目前中文圈子内的两个大作游戏：《家有大猫》与《罗曼侦探》，都带有一定程度上的同性题材，不过在评论中，我算是来求同而不是立异的（这句话抄自周总理在万隆会议的讲话），因此就干脆将前者当成了原住民文化题材，后者当成了侦探游戏题材。

毕竟如果真的“特定族群”的钱比较好赚，自己也不好批评什么。只能看看下个圈子内的游戏能不能跳脱了，例如《履云录》

结果可能会发现，自己喜欢的治愈或冒险风格游戏并不是圈内做的。XD 感谢推荐 Chicken Police 这款游戏 :3

----------


## Ghostalker

遗憾的是，履云录肯定是跳脱不了的，我在它还很早期的时候就听闻过，很清楚它是什么人做的什么东西。

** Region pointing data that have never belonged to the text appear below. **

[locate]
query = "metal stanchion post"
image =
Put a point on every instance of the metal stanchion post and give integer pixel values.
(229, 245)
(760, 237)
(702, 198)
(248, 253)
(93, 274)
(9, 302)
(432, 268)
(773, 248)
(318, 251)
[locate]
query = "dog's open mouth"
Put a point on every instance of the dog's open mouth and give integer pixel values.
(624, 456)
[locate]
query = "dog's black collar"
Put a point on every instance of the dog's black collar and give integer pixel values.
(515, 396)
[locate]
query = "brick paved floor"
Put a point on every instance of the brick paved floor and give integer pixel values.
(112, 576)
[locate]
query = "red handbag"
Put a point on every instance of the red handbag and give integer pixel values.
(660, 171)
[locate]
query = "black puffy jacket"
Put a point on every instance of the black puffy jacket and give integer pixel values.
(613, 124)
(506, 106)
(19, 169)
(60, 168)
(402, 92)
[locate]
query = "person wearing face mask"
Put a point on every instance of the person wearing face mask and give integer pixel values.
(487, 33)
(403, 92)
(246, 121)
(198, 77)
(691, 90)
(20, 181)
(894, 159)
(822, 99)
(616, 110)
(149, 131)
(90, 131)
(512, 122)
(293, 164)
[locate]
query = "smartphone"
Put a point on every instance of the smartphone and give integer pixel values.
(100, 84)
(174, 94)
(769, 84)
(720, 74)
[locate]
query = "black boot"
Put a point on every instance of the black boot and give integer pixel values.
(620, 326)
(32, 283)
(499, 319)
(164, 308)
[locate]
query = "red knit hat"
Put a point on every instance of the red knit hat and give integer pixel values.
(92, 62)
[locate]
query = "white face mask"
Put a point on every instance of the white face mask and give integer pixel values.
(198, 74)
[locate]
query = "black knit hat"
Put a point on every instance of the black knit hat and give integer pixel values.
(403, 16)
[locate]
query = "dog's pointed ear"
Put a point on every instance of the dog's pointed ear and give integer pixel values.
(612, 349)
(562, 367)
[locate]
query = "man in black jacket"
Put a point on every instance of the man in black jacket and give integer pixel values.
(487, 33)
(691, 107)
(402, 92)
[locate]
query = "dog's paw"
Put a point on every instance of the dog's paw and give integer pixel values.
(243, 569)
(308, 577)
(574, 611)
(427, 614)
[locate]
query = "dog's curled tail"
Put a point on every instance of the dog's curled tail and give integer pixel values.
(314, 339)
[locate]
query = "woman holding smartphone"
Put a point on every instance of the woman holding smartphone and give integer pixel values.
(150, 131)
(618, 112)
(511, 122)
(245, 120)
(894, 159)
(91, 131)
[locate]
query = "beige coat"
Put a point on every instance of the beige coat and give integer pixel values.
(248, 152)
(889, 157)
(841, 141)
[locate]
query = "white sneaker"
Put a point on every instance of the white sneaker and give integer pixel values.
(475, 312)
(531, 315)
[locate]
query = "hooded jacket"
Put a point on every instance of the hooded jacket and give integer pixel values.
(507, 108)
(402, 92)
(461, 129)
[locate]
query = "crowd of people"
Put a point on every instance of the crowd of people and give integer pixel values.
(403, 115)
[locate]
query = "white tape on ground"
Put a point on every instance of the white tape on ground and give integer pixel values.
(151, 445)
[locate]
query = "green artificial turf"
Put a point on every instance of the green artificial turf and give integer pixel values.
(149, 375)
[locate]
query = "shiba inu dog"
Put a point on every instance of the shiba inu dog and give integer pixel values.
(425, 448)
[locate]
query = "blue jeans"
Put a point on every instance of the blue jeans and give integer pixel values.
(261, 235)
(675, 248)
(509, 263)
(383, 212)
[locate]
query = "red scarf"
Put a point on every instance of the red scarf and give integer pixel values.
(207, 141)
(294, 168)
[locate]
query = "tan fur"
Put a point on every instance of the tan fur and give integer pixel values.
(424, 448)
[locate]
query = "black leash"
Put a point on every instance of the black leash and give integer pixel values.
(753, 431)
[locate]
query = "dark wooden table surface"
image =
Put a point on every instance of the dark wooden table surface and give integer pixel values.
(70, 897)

而且说实话要说大作……游戏性上投入最大的其实大概是《形骸骑士》，但是当然，也依然在老架子下面。

----------


## 狼王白牙

> 遗憾的是，履云录肯定是跳脱不了的，我在它还很早期的时候就听闻过，很清楚它是什么人做的什么东西。
> 
> 而且说实话要说大作……游戏性上投入最大的其实大概是《形骸骑士》，但是当然，也依然在老架子下面。


附上一张梗图，出处，他们的推特账号



 :wuffer_laugh: 这图确实不怎么像是那个年代挥汗的劳动者（汗）

这个有”遗憾“ 吗？我觉得还是享受到了不少音乐上，推理上的乐趣，可以猜到有一阵子日后兽人相关的游戏大部分是 “兽皮人” 的形态了，
不是人类，但是动作，审美观，文化却是人类世界的，然后加上一点 *LGBTQ+*类型 。。。。。。。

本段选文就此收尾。